Pour notre part, nous suivrons la terminologie fonctionnaliste, parce qu’elle permet de désigner distinctement par les deux termes de morphème et de lexème deux types d’élément dont le fonctionnement morphologique est bien différent. Ceci n’empêche pas qu’il sera nécessaire de relier la notion de lexème à celle de radical, et celle de morphème à celle d’affixes.

2.3. Mot, constituant, base et affixes.

Dans le numéro 7 d’Afrique et Langage (HOUIS, 1977), Maurice Houis présente la structure du mot dans les langues négro-africaines ; celle-ci est restée depuis classique dans la description des langues Gur. Emilio Bonvini y recourt à propos du kàsim. On en trouve un exposé sommaire dans Systèmes verbaux29 (BENTOLILA, 1998). La structure d’un mot est la suivante :

X Lexème (± n dérivatif(s)) + morphème(s) majeur(s)

Nous adopterons une formulation voisine. Sera considéré comme un mot, l’ensemble formé par un lexème associé aux morphèmes qui sont grammaticalement nécessaires pour construire un « constituant simple », (Takassi, 1996 : 402), apte, à lui seul, soit à désigner (à attirer l’attention de quelqu’un sur quelque chose), soit à prédiquer.

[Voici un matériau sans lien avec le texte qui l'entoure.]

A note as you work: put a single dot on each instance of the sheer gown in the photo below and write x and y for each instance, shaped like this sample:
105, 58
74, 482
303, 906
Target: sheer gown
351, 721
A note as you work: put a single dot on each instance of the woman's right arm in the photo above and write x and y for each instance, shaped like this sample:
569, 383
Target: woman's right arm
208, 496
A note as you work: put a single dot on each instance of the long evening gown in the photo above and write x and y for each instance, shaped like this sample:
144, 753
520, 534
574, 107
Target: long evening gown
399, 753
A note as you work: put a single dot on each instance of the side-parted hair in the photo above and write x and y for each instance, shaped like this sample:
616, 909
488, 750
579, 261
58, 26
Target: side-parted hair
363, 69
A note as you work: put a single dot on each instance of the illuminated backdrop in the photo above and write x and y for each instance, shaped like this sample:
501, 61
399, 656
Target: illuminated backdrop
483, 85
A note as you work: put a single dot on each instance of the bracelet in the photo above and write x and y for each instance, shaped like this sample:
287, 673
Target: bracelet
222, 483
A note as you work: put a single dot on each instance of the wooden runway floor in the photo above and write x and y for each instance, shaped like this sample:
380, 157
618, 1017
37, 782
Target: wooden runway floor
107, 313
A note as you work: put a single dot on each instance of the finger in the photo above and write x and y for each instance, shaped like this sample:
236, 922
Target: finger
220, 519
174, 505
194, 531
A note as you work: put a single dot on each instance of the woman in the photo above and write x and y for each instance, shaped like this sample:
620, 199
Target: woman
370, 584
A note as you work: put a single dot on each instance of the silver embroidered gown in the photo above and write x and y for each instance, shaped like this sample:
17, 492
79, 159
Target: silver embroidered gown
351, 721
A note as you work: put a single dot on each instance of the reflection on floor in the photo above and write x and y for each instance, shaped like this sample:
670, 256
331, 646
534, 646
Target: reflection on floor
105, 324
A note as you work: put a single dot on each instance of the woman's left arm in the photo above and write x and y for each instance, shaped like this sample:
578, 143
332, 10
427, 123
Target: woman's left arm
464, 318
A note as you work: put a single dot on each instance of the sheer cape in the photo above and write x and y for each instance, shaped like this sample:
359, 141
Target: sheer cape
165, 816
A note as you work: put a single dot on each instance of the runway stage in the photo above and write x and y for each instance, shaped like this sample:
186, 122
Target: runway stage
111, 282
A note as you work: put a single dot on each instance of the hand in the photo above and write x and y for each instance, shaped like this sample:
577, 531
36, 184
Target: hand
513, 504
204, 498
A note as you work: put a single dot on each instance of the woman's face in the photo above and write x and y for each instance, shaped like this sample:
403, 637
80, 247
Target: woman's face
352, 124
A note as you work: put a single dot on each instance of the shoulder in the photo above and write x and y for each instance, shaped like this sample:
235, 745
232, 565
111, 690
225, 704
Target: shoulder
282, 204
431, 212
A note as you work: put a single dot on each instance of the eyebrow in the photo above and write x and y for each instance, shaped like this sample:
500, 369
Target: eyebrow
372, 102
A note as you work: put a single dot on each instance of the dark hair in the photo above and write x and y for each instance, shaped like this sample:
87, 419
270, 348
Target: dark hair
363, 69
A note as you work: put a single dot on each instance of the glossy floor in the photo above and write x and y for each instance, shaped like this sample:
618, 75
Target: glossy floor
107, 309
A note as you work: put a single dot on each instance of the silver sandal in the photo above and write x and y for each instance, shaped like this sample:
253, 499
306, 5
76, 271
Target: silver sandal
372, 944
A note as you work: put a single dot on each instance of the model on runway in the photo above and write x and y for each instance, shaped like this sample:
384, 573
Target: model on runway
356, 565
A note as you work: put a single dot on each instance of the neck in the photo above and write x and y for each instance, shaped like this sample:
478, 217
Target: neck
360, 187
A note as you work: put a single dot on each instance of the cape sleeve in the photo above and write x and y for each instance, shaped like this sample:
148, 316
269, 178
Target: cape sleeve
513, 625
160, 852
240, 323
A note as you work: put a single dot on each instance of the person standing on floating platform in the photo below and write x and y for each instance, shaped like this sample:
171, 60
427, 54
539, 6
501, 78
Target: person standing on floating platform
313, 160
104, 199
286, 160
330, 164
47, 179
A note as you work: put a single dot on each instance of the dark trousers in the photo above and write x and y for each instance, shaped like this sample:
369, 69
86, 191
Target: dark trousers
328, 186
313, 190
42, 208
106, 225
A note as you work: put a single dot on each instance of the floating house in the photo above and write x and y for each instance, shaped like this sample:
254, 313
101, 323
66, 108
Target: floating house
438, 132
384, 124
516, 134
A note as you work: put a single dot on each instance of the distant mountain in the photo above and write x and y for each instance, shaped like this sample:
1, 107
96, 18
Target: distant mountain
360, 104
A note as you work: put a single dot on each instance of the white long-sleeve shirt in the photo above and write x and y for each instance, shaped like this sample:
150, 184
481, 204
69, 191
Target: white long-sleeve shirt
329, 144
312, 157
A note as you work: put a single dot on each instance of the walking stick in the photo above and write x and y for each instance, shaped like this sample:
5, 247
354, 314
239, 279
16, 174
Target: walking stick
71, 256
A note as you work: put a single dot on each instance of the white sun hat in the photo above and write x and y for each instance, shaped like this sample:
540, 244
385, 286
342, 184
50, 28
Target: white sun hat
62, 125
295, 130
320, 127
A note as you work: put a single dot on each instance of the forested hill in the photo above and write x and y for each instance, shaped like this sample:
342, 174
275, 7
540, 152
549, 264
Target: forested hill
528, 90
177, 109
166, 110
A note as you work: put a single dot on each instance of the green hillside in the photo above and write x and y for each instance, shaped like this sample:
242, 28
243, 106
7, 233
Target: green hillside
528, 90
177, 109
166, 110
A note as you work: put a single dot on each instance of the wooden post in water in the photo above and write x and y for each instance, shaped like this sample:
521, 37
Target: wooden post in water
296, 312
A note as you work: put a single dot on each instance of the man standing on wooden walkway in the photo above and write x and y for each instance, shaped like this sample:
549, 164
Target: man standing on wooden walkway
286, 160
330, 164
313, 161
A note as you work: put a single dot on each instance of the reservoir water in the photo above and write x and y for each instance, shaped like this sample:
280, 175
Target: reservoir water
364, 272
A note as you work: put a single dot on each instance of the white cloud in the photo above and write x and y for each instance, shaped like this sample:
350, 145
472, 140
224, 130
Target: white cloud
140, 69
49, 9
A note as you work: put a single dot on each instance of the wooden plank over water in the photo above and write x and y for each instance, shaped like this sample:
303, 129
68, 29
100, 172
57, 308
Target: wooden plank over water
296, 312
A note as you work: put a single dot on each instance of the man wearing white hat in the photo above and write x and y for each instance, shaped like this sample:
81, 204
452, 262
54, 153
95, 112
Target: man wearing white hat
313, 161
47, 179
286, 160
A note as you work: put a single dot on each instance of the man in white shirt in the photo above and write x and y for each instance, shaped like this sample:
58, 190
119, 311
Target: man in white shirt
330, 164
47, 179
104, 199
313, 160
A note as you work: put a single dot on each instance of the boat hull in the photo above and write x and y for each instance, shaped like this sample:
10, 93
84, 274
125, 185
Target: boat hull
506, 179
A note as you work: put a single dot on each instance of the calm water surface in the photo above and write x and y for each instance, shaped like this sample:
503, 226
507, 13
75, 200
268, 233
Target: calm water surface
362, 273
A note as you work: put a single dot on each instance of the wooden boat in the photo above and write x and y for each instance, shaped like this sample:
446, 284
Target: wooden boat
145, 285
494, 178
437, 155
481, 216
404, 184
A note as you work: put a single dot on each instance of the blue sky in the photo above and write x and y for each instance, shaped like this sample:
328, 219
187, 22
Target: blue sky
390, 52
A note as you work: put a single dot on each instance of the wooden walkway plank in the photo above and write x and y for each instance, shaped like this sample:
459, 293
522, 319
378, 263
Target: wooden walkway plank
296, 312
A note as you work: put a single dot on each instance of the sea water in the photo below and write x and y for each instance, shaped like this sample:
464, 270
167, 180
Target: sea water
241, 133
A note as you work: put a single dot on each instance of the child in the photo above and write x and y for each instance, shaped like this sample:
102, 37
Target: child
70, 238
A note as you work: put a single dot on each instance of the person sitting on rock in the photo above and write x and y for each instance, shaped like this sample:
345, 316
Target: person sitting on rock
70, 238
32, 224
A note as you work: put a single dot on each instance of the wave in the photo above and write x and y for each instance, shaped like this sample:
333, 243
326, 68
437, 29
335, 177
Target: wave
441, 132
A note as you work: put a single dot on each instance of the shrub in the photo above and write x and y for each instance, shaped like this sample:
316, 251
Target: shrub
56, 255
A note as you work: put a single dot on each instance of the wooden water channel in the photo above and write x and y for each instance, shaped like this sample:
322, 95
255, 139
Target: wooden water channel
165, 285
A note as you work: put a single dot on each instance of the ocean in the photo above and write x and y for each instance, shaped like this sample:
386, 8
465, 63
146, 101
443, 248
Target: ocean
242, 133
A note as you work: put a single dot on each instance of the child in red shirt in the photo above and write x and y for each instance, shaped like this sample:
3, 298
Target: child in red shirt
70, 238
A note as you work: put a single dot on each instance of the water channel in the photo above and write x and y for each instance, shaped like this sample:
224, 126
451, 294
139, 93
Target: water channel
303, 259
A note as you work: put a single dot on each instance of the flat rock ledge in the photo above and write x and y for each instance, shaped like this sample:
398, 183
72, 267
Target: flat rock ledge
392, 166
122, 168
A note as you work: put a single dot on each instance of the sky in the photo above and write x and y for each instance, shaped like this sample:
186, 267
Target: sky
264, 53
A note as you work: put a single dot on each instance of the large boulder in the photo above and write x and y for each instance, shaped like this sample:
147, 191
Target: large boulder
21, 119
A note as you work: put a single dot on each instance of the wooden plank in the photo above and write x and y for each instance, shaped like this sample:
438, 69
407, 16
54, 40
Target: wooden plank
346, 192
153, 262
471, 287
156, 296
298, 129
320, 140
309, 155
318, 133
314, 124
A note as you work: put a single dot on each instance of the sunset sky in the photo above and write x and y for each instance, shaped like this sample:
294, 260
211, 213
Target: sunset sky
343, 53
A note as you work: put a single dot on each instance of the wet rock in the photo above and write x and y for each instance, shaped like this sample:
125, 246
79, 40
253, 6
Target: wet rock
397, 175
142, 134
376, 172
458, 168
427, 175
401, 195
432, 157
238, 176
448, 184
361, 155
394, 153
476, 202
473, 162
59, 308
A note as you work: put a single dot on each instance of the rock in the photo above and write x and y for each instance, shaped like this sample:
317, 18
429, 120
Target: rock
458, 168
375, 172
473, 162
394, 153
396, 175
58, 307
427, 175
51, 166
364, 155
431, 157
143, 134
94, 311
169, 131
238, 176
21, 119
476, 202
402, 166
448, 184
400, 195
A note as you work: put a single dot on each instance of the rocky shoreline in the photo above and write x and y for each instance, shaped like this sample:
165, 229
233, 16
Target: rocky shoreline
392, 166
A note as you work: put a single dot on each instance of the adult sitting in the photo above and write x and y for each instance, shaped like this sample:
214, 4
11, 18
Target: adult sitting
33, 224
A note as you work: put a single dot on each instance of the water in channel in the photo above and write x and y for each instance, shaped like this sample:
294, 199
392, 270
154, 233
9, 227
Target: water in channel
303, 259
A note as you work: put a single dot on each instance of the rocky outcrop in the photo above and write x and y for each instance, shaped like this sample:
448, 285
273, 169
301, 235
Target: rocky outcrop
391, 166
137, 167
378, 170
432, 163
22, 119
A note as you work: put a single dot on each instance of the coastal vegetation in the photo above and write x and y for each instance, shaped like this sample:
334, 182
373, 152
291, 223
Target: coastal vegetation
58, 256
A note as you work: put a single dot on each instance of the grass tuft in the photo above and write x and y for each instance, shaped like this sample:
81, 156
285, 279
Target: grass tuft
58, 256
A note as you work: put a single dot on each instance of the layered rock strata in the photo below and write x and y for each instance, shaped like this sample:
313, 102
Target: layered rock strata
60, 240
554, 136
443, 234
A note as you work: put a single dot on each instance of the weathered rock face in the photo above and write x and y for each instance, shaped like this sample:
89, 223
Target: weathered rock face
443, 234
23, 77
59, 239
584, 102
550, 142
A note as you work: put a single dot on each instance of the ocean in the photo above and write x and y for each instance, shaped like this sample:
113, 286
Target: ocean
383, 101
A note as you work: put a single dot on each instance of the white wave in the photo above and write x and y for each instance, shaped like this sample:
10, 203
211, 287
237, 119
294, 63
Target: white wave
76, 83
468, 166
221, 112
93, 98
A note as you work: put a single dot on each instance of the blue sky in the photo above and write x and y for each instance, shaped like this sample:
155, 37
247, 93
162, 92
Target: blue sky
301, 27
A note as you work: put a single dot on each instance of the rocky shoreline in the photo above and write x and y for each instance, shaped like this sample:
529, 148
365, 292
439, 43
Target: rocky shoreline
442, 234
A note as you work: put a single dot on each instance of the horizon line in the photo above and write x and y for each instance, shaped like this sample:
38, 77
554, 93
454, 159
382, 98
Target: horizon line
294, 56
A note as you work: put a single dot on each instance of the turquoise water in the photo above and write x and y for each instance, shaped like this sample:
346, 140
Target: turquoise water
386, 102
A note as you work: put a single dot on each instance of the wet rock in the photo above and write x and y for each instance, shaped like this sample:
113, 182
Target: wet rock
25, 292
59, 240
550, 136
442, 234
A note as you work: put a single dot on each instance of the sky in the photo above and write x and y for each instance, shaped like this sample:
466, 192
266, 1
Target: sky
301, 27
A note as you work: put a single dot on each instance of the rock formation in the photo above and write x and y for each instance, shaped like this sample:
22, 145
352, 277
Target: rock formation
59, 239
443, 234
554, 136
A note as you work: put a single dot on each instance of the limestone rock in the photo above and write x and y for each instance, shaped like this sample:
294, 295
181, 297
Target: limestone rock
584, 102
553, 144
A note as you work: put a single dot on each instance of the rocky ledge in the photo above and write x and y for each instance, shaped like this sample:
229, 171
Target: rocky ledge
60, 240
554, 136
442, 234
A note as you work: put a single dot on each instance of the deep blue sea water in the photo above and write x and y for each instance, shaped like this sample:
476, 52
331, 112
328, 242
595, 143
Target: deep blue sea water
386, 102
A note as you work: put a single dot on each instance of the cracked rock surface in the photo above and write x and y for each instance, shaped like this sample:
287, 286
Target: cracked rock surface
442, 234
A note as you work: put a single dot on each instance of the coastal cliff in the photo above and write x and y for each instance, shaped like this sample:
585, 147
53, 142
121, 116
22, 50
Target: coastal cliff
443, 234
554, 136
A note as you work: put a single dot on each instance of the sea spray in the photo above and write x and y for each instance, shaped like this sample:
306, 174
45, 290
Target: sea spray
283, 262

Le lexème occupe la

29 BONVINI Emilio, 1998b, « Le système verbal du kàsim : un dispositif de prise en charge du procès », in Fernand Bentolila (Éd.), p. 177-196.

position centrale de radical. Il peut être complété par un ou des morphèmes dérivatifs. L’addition du lexème et des dérivatifs (hors flexion) constitue la base. Le constituant simple suppose aussi un système d’affixes, les « morphèmes majeurs » (HOUIS, 1977), nominants ou verbants, qui sont soit préfixés, soit suffixés à la base, ou les deux. On obtient ainsi un mot de type nominal ou verbal. Claude Hagège précise que le rôle de ces déterminants est d’opposer « par les lois combinatoires, le nom au verbe » (HAGEGE, 1982 : 77).

Voici quelques exemples de structure de mot nominale.

(5) u- -kpadan riche (SING)

Préfixe (nominant) Base = Radical

bι- -kpadan- -b riches (PL)

Préfixe (nominant) Base = Radical Suffixe (nominant)

(6) lι- -o- -lι montagne (SING)

Préfixe (nominant) Base = Radical Suffixe (nominant)

ŋ- -o- montagnes (PL)

Préfixe (nominant) Base = Radical

(7) bι- - dιma: + li -b maçons (PL)

Préfixe Base = Radical + Dérivatif Suffixe

= BASE

Dans le cas du konkomba, l’affixation flexionnelle se réduira pratiquement aux préfixes et suffixes.

Une dernière précision sur l’approche globale qui sera celle qui va suivre consiste à rappeler que la morphologie n’est qu’un palier de la description linguistique. Dans une description synchronique, il serait impossible de l’envisager hors de ses rapports avec les autres paliers : beaucoup de phénomènes morphologiques ne sont par exemple explicables que par rapport à la phonologie et à la sémantique ; ce qui fonde cette précision de Francis Katamba :

« Morphology is like a bridge that links the other modules of the grammar. It is therefore necessary to examine morphology not in isolation, but in relation to the other modules. Morphology interacts with both phonology and syntax as well as semantics. So it can only be studied by considering the phonological, syntactic and semantic dimensions of words » (KATAMBA, 1993: 10).